Menurut beberapa definisi di atas, peneliti menyimpulkan bahwa remaja merupakan suatu masa dalam perkembangan hidup manusia, yang mengalami banyak perubahan, baik dari segi fisik, emosional, pola pikir, interaksi sosial, maupun aspek-aspek psikologis lainnya. Hal ini merupakan tahapan yang akan dilalui setiap individu yang beranjak dari masa kanak-kanak untuk menuju masa dewasa.

2. Batasan Remaja

Karena luasnya area perkembangan remaja, beberapa ahli memberikan batasan-batasan mengenai definisi remaja berdasarkan usia dan tugas perkembangannya. Menurut Hurlock (1990), remaja dibagi menjadi dua bagian, yakni remaja awal, yang berlangsung kira-kira antara 13-16 tahun, dan remaja akhir, yang rentang usianya antara 16-18 tahun.

Batasan usia remaja yang ditetapkan oleh WHO (World Health Organization) adalah pada usia 10-20 tahun, dengan pembagian usia 10-14 tahun sebagai fase remaja awal, dan usia 15-20 tahun sebagai fase remaja akhir (WHO, dalam Sarwono, 1989).

Sarwono (1994) juga membagi remaja dalam beberapa fase, yakni fase remaja awal yang usianya antara 11-15 tahun, kemudian fase remaja

pertengahan yang berusia kira-kira 15-18 tahun, dan fase remaja akhir, yakni antara 18-24 tahun. Sarwono membuat pertimbangan tersebut berdasarkan pandangan masyarakat Indonesia:

a. Bahwa sekitar usia 11 tahun, mulai muncul tanda-tanda perubahan seksual sekunder pada individu.

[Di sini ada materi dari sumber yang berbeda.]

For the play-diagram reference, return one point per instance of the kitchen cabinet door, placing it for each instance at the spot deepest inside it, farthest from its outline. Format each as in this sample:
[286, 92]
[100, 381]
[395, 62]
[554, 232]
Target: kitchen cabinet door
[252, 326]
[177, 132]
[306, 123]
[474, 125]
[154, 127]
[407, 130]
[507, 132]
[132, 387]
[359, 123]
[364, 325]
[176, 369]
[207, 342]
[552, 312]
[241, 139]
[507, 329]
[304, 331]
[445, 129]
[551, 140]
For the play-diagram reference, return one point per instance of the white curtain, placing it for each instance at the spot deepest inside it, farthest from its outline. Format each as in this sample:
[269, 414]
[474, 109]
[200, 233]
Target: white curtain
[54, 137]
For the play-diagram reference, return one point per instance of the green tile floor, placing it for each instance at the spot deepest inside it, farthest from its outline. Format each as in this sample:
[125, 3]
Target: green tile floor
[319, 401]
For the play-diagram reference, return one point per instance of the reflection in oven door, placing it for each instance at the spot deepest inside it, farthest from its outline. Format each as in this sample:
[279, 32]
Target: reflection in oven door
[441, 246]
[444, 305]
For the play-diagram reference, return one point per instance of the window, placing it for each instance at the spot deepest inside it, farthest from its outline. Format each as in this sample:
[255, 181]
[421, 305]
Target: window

b. Di kalangan beberapa masyarakat Indonesia, pada usia 11 tahun individu dianggap telah melalui proses akil balig, baik menurut adat maupun agama, sehingga masyarakat tidak lagi memperlakukan mereka sebagai anak-anak.

c. Pada rentang usia tersebut mulai tercapai identitas diri individu (ego identity), kemudian mencapai fase genital dari perkembangan psikoseksual, serta merupakan puncak dari perkembangan kognitif serta moral.

d. Pada batasan akhir 24 tahun merupakan batas maksimal seseorang untuk bergantung pada orang tuanya, belum memiliki hak orang dewasa secara penuh (baik adat maupun tradisi), dianggap belum dapat memberikan opini sendiri, dan lain sebagainya.

e. Selain itu, definisi remaja juga dikaitkan dengan kondisi belum menikah, karena pada umumnya masyarakat menilai kedewasaan seseorang berdasarkan status pernikahan mereka. Pada usia berapapun seseorang menikah, mereka akan dianggap dan diperlakukan sebagai orang dewasa. Maka dari itulah, batasan remaja yang digunakan adalah individu yang belum menikah.

Monks (1994) juga memilah remaja berdasarkan usia kronologis mereka. Dengan mematok rentang usia antara 12-21 tahun, remaja dibagi menjadi 3 bagian, yaitu masa remaja awal, yakni 12-15 tahun, masa remaja pertengahan 15-18 tahun, serta 18-21 tahun untuk masa remaja akhir.

Dari uraian tersebut, dapat ditarik kesimpulan bahwa kebanyakan peneliti perkembangan membagi usia remaja menjadi 3 fase, yakni fase remaja awal, remaja pertengahan, serta remaja akhir, yang ditandai dengan terjadinya perubahan fisik, intelektual, emosional, hormonal, dan sosial. Pada penelitian ini, peneliti mengacu pada batasan yang digunakan oleh Sarwono, yakni remaja perempuan pertengahan pada rentang usia 15-18 tahun yang sedang duduk di bangku SMA, dan belum menikah.